しかし、X2シリーズ(V1・V2含む)は競技コミュニティで着実に浸透しています。ValorantやCS2のセミプロ・ランク上位プレイヤーの間でX2バリアントの使用が確認されており、特にアジア圏の競技シーンでの採用が目立ちます。手のサイズが比較的小さいアジア地域では、コンパクトマウスの人気が高いことがその背景にあります。

X2 V2のスペック——52g・PAW3395・Kailh GM 8.0・クリックレイテンシー2ms未満——はプロプレイのすべての技術要件を満たしています。コンパクトな寸法は特にアジア競技市場に適しており、手が小さめのプレイヤーが多い韓国・日本でPulsarの存在感が増しているのは地域的な適合性を反映しています。

欧米のエンスージアストコミュニティでは、X2 V2は「ベストコンパクトマウス」「ベストクロー/フィンガーチップマウス」ランキングに常時登場しています。V1からの形状改良と、重量対ビルドクオリティの優れたバランスが高く評価されています。

コミュニティの評価・不満点

高評価ポイント:

不満点:

総評・購入ガイド

おすすめの人: クローグリップまたはフィンガーチップグリップで、手の長さ17.0〜19.5cmのプレイヤー。最軽量クラスかつ最も精密にシェイプされたコンパクト無線マウスを求めるなら、X2 V2はターゲット層にとってほぼ完璧な選択肢です。

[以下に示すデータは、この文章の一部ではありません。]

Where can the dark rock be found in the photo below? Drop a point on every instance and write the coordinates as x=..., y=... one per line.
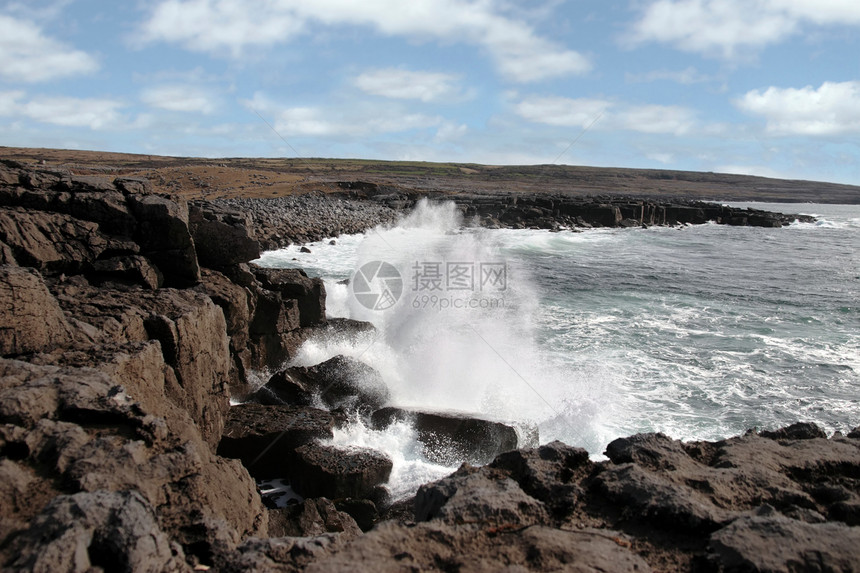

見送るべき人: 手の長さが20cmを超える方、Bluetoothによるマルチデバイス接続が必要な方、フルサポートのパームグリップを好む方。コンパクトさは最大の強みであると同時に、最大の制約でもあります。

代替候補:

価格評価: ¥14,000で、PAW3395センサー・Kailh GM 8.0スイッチ搭載の52g無線マウスとしては非常に競争力のある価格です。Razer Viper V2 Proと比較して約¥8,000安く、センサー性能は同等水準をよりコンパクトなフォームで実現しています。クローグリップ・フィンガーチップグリップユーザーで手のサイズが適合するなら、X2 V2は競技ゲーミングマウスとして最もコストパフォーマンスの高い選択肢のひとつです。

X2 V2は「自分の手を知っているプレイヤー」に報いるマウスです。手のサイズを計測し、グリップスタイルを特定し、コンパクト左右対称形状が自分に合うと確認した上で選べば、¥14,000で得られる体験はほぼ完璧です。まだ好みを模索中の段階であれば、X2 V2のコンパクトな寸法はリスクの高い選択——サイズの余裕がないため、合わなかった場合の逃げ場がありません。ターゲット層にとっては卓越した一台、それ以外の人には不向き。その明確な目的意識こそが、このマウスを特別な存在にしています。

韓国・日本を中心としたアジアの競技シーンでは、X2 V2はコミュニティスタンダードとしての地位を築きつつあります。Pulsarの韓国ルーツが意味するのは、このマウスがアジア人の手の比率を念頭に設計されているということ。クローグリップの最適範囲である17.0〜19.0cmは、これらの地域で一般的な手のサイズと近接しています。この地域的なフィットが、アジア競技シーンでのX2の強いコミュニティプレゼンスを説明しており、Pulsarが今後もこのサイズカテゴリーを深化させていくことを示唆しています。